All of us laughed so hard we almost fell off our chairs, and my dad, as always, looked at us incredulously. What on earth is so funny?

Here is a family photo taken on that Montana trip.

And my dad soaking up the mountains.

Oh dad. I would sit for hours and hours if I had the chance and listen to you talk about potatoes or anything else that was on your mind. I actually still don't know what is so German about German potato salad, but I'm certain it's not a simple answer.

Happy Father's Day.


beth said...

Oh Emilie,

So many memories--so many tears!

What a beautiful tribute to your Dad. I know he would love it and be so gratified, as am I. It is such a special and appropriate thing you are doing to honor his memory.

That last photo, which I took when we were in Wyoming--I called it "My Mountain Man"-- so captures his spirit. He WILL be with you on the run.

Love, Mom

Meredith said...

It's wild. Even though the only time I spent with your dad was on his one visit to you on Westwood Dr., between when I met you and Sam and your dad's diagnosis, I've always felt like I know him.

He's the context within which you've lived your life since, in ways that maybe you don't even realize...

When I see work crews paving roads, I think, "Klaus would say that if they had done this properly the first time, then they wouldn't be holding up traffic today." His perspective/ideas/beliefs through you to me (and that's only one of many, many examples).

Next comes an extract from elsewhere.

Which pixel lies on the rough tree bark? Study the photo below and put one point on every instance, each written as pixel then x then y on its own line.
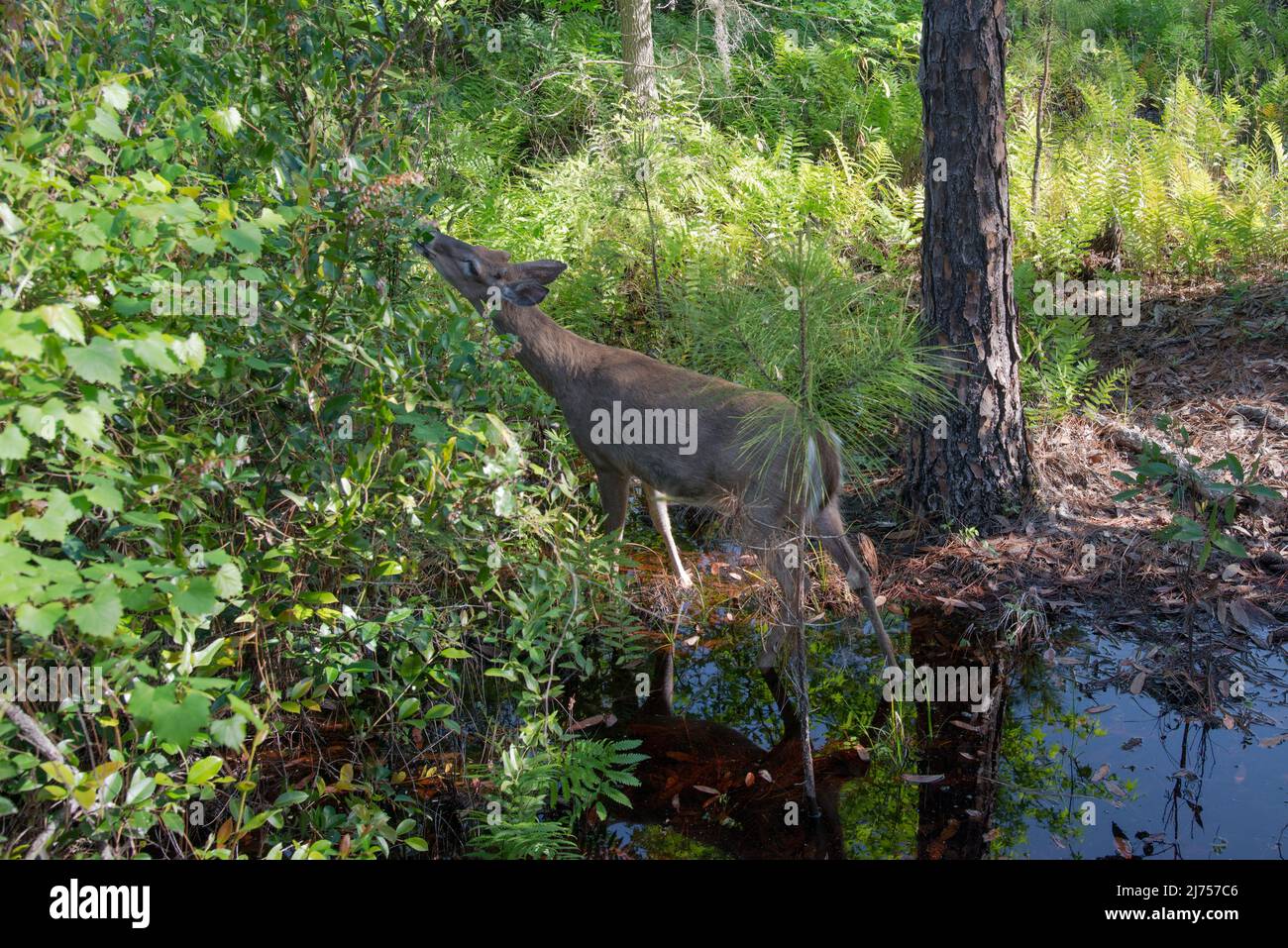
pixel 638 52
pixel 971 462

And, holy cow, you ARE Skyler in that birthday picture.


beth said...

Meredith, that is so amazing. Every time I drive over one of Maine's infamous potholes, or watch a crew making an ever-so-temporary repair, I say to whoever is in the car "Klaus would be steaming if he were to see how-----". You really did know him well and I must tell you he was very fond of you.

Paige said...

I love everything everyone has said Em, from your post to the responses. I have to agree that you are Skyler and your chris is the image of your dad in that pic. too! I have never thought she looked like you until now and will always think she does. I love your remembrances of your dad. They are so endearing. Your words about him are always beautiful and touching!! Thanks for sharing him with us. Love, P

ann said...

You have the ability to bring tears. What a beautiful tribute to your dad.

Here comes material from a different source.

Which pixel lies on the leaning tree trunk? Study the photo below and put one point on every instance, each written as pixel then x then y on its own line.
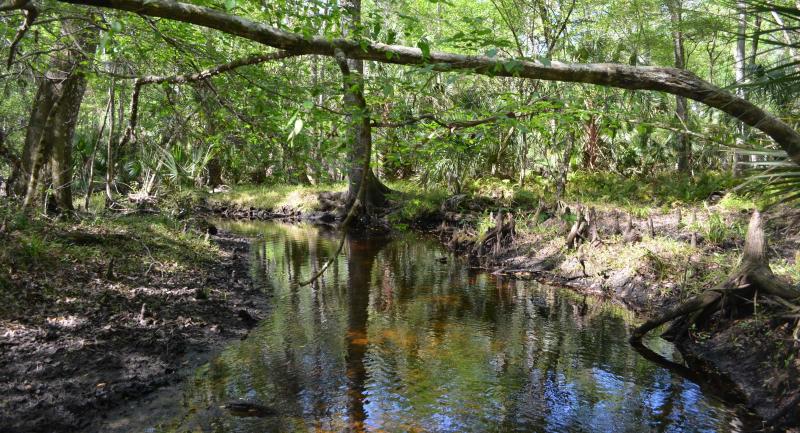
pixel 752 277
pixel 670 80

I think you ought to think about writing a book with your terrific writing ability!

Tiercy said...

Oh dang it, where are the kleenex?

Your love for your dad shines through again. What a beautiful post Emilie! Thanks for sharing part of your dad with us again on Father's Day.

Kirsten D said...

Your dad sounds wonderful and it's obvious to me as I read your blog that he's with you as you raise your kids and as you train for the marathon! You should write a book, you are so inspirational. You have such a way of welcoming outsiders into your life by showing how special those close to you are. And I agree about you and Skyler--just seeing the kids in pictures I always assumed she took after Sam and Reed took after you--blinded by coloring I guess!

Adrienne said...

thanks, emilie. i do love a good cry.

Baute Family said...

You know how much I adored your daddy. I only wish I would've told him myself. I loved those pictures.